Lassaad Ben Ahmed
17 Septembre 2020•Mise à jour: 17 Septembre 2020
AA / Peter Kum
Condamné ce jeudi 17 septembre à une peine de cinq ans de prison ferme, par la Tribunal de grande instance de N'Djamena, le Colonel Abdoulaye Ahmat a été extirpé par un groupe de personnes armées, a appris Anadolu de la Ligue tchadienne des droits de l’Homme.
« Au délibéré de ce jeudi matin, des parents du colonel sont arrivés en masse dans la salle d’audience et ce sont les femmes qui se sont levées pour l'extirper avec des armes de guerre du box des accusés et l'ont emmené vers une destination inconnue », a indiqué à l'agence Anadolu au téléphone le président de la Ligue tchadienne des droits de l’Homme (LTDH), Max Loalngar.
« Le juge a été outragé parce qu'il aurait été insulté par les membres de la famille du colonel. Un des parents de ce colonel l’a qualifié d’esclave », explique-t-il.
D’après le président de La ligue des droits de l’homme, « ce qui s'est passé au palais de justice est très grave, c'est l'autorité de l'État qui a été défiée ».
La Ligue des droits de l’homme espère que « les autorités tchadiennes vont prendre les choses en main pour que ce colonel puisse réintégrer la maison d'arrêt.
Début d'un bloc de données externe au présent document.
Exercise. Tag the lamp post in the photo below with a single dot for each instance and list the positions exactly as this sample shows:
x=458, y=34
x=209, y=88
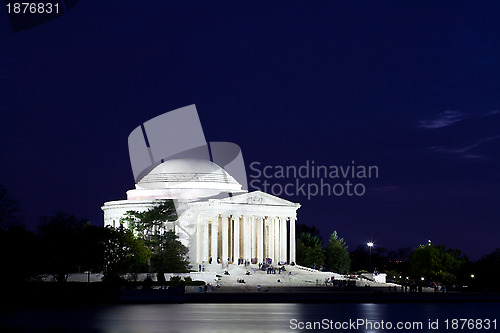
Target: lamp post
x=370, y=245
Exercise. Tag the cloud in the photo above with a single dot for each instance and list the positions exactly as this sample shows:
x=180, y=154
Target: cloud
x=465, y=151
x=448, y=118
x=443, y=119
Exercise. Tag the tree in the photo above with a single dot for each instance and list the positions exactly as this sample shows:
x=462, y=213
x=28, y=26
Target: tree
x=61, y=244
x=336, y=255
x=123, y=253
x=309, y=251
x=172, y=257
x=168, y=253
x=10, y=211
x=437, y=263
S'il n'est pas satisfait de la décision, il dispose des voies de recours. »
Pour rappel, c’est le 14 juillet dernier qu’un incident a dégénéré entre cet officier de l’armée tchadienne et des mécaniciens, entraînant une scène de lynchage et la mort d’un mécanicien à Champs de Fil, un marché automobile du 5ème arrondissement de N’Djamena.
Le colonel Abdoulaye Ahmat a été alors condamné ce jeudi 17 septembre à cinq ans de prison ferme pour avoir tiré à bout portant sur un mécanicien.